Morgan Stanley analyst Katy Huberty released a new note to investors Monday in which she said Apple's plans to build 25 new retail stores in the world's most populous country will be a great benefit for the sale of products in China. Currently, Apple has less than a 1 percent marketshare in Mac sales, but in the last quarter of calendar 2009, unit sales were up 100 percent year-over-year.
The addition of 123 Apple stores in the U.S. between 2004 and 2009 led to a 4.3 percent mac unit share increase over the same span. Another 33 new stores in Western Europe led to a 2.8 percent increase in total Mac market. If those trends play out in China, Apple could be poised for "material" gains in the nation of over 1 billion.
"While a specific timeline wasn't provided, we expect Apple to execute on this strategy over a multi-year period, carefully establishing a presence and building the brand," Huberty wrote.

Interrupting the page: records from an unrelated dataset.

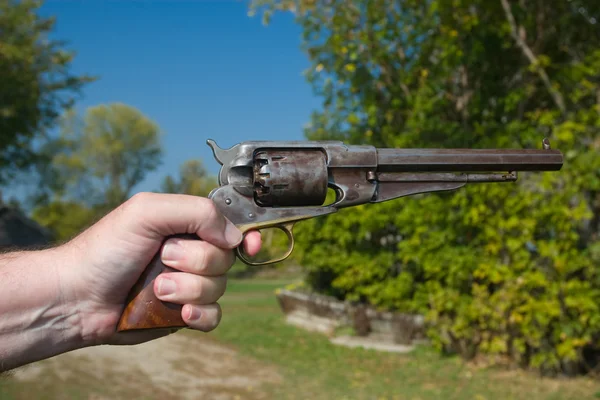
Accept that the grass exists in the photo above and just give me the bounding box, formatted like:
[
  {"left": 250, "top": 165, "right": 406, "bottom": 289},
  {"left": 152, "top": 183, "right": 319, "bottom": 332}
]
[
  {"left": 2, "top": 277, "right": 600, "bottom": 399},
  {"left": 200, "top": 278, "right": 600, "bottom": 400},
  {"left": 0, "top": 356, "right": 173, "bottom": 400}
]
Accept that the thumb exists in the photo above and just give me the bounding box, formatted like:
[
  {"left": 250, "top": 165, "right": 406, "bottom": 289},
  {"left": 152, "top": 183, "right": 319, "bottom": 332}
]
[{"left": 123, "top": 192, "right": 243, "bottom": 249}]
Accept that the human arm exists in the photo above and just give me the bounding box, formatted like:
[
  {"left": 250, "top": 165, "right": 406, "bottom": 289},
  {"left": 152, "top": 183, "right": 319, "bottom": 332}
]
[{"left": 0, "top": 192, "right": 261, "bottom": 372}]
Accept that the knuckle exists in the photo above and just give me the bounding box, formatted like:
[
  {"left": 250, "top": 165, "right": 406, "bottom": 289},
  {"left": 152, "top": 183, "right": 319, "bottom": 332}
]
[
  {"left": 192, "top": 242, "right": 209, "bottom": 273},
  {"left": 190, "top": 242, "right": 234, "bottom": 276},
  {"left": 122, "top": 192, "right": 153, "bottom": 215},
  {"left": 201, "top": 198, "right": 227, "bottom": 229},
  {"left": 217, "top": 275, "right": 228, "bottom": 297},
  {"left": 221, "top": 273, "right": 228, "bottom": 288},
  {"left": 195, "top": 199, "right": 219, "bottom": 233},
  {"left": 130, "top": 191, "right": 154, "bottom": 206},
  {"left": 193, "top": 277, "right": 205, "bottom": 298},
  {"left": 215, "top": 249, "right": 235, "bottom": 273},
  {"left": 200, "top": 197, "right": 218, "bottom": 218},
  {"left": 227, "top": 250, "right": 236, "bottom": 267}
]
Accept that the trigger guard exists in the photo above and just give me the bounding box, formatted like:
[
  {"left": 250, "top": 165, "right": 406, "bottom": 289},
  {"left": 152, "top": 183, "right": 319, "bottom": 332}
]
[{"left": 236, "top": 225, "right": 295, "bottom": 266}]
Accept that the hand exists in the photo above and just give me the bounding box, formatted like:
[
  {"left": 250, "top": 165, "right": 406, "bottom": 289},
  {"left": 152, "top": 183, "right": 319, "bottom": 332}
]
[{"left": 60, "top": 192, "right": 262, "bottom": 346}]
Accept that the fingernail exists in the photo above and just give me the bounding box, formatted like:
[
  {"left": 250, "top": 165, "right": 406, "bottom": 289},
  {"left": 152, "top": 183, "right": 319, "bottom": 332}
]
[
  {"left": 162, "top": 240, "right": 185, "bottom": 262},
  {"left": 225, "top": 221, "right": 242, "bottom": 245},
  {"left": 157, "top": 277, "right": 176, "bottom": 296},
  {"left": 187, "top": 305, "right": 201, "bottom": 321}
]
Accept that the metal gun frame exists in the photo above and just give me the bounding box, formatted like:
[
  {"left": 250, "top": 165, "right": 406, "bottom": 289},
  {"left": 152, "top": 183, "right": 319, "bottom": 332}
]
[{"left": 206, "top": 138, "right": 563, "bottom": 265}]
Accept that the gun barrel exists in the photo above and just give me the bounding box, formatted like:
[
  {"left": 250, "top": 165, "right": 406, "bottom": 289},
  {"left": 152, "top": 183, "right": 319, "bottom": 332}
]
[{"left": 376, "top": 148, "right": 563, "bottom": 172}]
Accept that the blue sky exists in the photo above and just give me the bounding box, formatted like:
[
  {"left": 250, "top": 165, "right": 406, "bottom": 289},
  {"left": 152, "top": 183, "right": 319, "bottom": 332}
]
[{"left": 38, "top": 0, "right": 321, "bottom": 193}]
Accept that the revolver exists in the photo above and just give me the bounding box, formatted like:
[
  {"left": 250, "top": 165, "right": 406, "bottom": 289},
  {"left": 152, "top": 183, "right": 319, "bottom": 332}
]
[{"left": 116, "top": 138, "right": 563, "bottom": 332}]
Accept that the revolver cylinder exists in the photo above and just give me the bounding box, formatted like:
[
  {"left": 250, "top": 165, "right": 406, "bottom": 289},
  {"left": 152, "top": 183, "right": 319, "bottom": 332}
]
[{"left": 253, "top": 150, "right": 328, "bottom": 207}]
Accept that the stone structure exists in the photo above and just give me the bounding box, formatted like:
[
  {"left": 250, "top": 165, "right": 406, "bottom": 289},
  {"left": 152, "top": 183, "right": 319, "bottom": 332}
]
[{"left": 276, "top": 288, "right": 426, "bottom": 345}]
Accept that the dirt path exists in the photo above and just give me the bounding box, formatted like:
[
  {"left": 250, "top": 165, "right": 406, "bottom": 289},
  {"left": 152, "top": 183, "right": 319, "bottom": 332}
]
[{"left": 9, "top": 332, "right": 282, "bottom": 400}]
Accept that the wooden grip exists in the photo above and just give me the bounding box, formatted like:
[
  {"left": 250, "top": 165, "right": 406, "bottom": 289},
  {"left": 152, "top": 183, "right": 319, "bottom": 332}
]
[{"left": 116, "top": 235, "right": 195, "bottom": 332}]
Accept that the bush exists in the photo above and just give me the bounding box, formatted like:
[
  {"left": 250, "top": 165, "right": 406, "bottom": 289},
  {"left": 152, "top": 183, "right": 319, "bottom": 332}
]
[
  {"left": 293, "top": 113, "right": 600, "bottom": 374},
  {"left": 251, "top": 0, "right": 600, "bottom": 374}
]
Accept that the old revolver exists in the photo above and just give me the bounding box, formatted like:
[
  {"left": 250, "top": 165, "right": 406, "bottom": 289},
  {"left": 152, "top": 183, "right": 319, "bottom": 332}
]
[{"left": 116, "top": 138, "right": 563, "bottom": 332}]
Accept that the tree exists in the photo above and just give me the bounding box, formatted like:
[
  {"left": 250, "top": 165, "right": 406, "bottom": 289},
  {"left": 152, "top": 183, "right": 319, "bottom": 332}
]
[
  {"left": 251, "top": 0, "right": 600, "bottom": 374},
  {"left": 161, "top": 159, "right": 217, "bottom": 197},
  {"left": 32, "top": 103, "right": 163, "bottom": 240},
  {"left": 30, "top": 200, "right": 96, "bottom": 242},
  {"left": 0, "top": 0, "right": 93, "bottom": 183}
]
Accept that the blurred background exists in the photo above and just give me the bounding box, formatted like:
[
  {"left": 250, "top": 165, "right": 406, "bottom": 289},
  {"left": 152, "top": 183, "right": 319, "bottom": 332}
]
[{"left": 1, "top": 0, "right": 600, "bottom": 399}]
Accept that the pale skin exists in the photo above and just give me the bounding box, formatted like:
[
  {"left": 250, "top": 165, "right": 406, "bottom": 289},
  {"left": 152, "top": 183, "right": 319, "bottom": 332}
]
[{"left": 0, "top": 192, "right": 262, "bottom": 372}]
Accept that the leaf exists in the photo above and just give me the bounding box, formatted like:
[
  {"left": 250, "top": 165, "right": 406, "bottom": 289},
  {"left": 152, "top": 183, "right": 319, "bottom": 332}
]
[{"left": 253, "top": 0, "right": 600, "bottom": 375}]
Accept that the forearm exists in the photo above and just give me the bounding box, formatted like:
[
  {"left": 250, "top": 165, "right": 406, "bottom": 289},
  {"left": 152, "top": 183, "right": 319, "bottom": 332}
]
[{"left": 0, "top": 246, "right": 83, "bottom": 372}]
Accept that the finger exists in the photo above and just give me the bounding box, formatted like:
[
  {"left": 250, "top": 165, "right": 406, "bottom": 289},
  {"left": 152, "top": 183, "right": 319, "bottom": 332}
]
[
  {"left": 154, "top": 272, "right": 227, "bottom": 305},
  {"left": 242, "top": 231, "right": 262, "bottom": 257},
  {"left": 160, "top": 238, "right": 235, "bottom": 276},
  {"left": 182, "top": 303, "right": 222, "bottom": 332},
  {"left": 123, "top": 192, "right": 243, "bottom": 249}
]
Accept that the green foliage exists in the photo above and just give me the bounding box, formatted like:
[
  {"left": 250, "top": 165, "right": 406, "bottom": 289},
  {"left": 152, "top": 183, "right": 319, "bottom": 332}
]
[
  {"left": 161, "top": 159, "right": 217, "bottom": 197},
  {"left": 30, "top": 201, "right": 96, "bottom": 242},
  {"left": 31, "top": 103, "right": 163, "bottom": 240},
  {"left": 0, "top": 0, "right": 94, "bottom": 183},
  {"left": 251, "top": 0, "right": 600, "bottom": 374},
  {"left": 54, "top": 103, "right": 162, "bottom": 208}
]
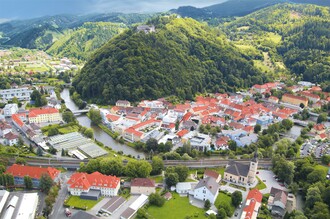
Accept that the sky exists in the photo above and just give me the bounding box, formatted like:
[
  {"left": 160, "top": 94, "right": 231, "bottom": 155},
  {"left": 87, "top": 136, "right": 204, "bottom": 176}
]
[{"left": 0, "top": 0, "right": 226, "bottom": 20}]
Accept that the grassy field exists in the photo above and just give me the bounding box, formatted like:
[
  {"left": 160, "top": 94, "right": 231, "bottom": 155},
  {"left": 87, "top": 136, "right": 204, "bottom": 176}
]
[
  {"left": 65, "top": 196, "right": 102, "bottom": 210},
  {"left": 214, "top": 192, "right": 235, "bottom": 212},
  {"left": 147, "top": 193, "right": 207, "bottom": 219},
  {"left": 58, "top": 125, "right": 80, "bottom": 134},
  {"left": 150, "top": 175, "right": 164, "bottom": 183},
  {"left": 253, "top": 176, "right": 267, "bottom": 190},
  {"left": 253, "top": 60, "right": 272, "bottom": 73}
]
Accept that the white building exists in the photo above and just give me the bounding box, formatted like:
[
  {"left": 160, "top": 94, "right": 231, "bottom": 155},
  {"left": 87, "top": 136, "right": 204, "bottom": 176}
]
[
  {"left": 3, "top": 104, "right": 18, "bottom": 117},
  {"left": 176, "top": 182, "right": 194, "bottom": 194},
  {"left": 0, "top": 87, "right": 33, "bottom": 102},
  {"left": 193, "top": 177, "right": 219, "bottom": 204},
  {"left": 67, "top": 172, "right": 120, "bottom": 197},
  {"left": 0, "top": 121, "right": 12, "bottom": 138},
  {"left": 4, "top": 132, "right": 19, "bottom": 146},
  {"left": 182, "top": 131, "right": 211, "bottom": 151},
  {"left": 16, "top": 193, "right": 38, "bottom": 219}
]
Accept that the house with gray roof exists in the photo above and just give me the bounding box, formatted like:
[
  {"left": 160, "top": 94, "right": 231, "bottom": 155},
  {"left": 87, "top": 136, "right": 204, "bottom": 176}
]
[
  {"left": 193, "top": 177, "right": 219, "bottom": 204},
  {"left": 268, "top": 187, "right": 288, "bottom": 217},
  {"left": 224, "top": 150, "right": 258, "bottom": 185}
]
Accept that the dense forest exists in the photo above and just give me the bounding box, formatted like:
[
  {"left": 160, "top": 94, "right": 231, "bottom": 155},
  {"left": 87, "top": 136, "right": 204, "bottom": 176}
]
[
  {"left": 73, "top": 16, "right": 266, "bottom": 104},
  {"left": 47, "top": 22, "right": 127, "bottom": 60},
  {"left": 222, "top": 4, "right": 330, "bottom": 87}
]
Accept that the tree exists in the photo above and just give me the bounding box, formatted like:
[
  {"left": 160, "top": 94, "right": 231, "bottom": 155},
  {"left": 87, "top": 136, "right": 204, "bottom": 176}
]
[
  {"left": 151, "top": 156, "right": 164, "bottom": 175},
  {"left": 174, "top": 165, "right": 188, "bottom": 182},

Morgan Stanley's research has found that Chinese Apple product owners are twice as likely to purchase future Apple products. Apple has an estimated 2 million iPhones already in China, though most are from the grey market, thanks in part to the official China Unicom model lacking Wi-Fi.
Morgan Stanley has closely tracked Apple's progress in China, with a December 2009 survey of 1,050 high-end Chinese consumers showing a "strong underlying demand within the addressable market" for Apple products.
Huberty has previously predicted that Apple will introduce an iPhone with a lower total cost of ownership in June. A new model could be economically friendly to even more consumers, and would help the iPhone platform expand in emerging markets such as China.
In particular, Huberty believes that a pre-paid iPhone in China could sell 10 million units per year. Even without a pre-paid model, Huberty expects Apple's smartphone presence in China to grow to 5 million iPhone sales per year. Morgan Stanley believes Apple has a total addressable market of 50 million Chinese consumers.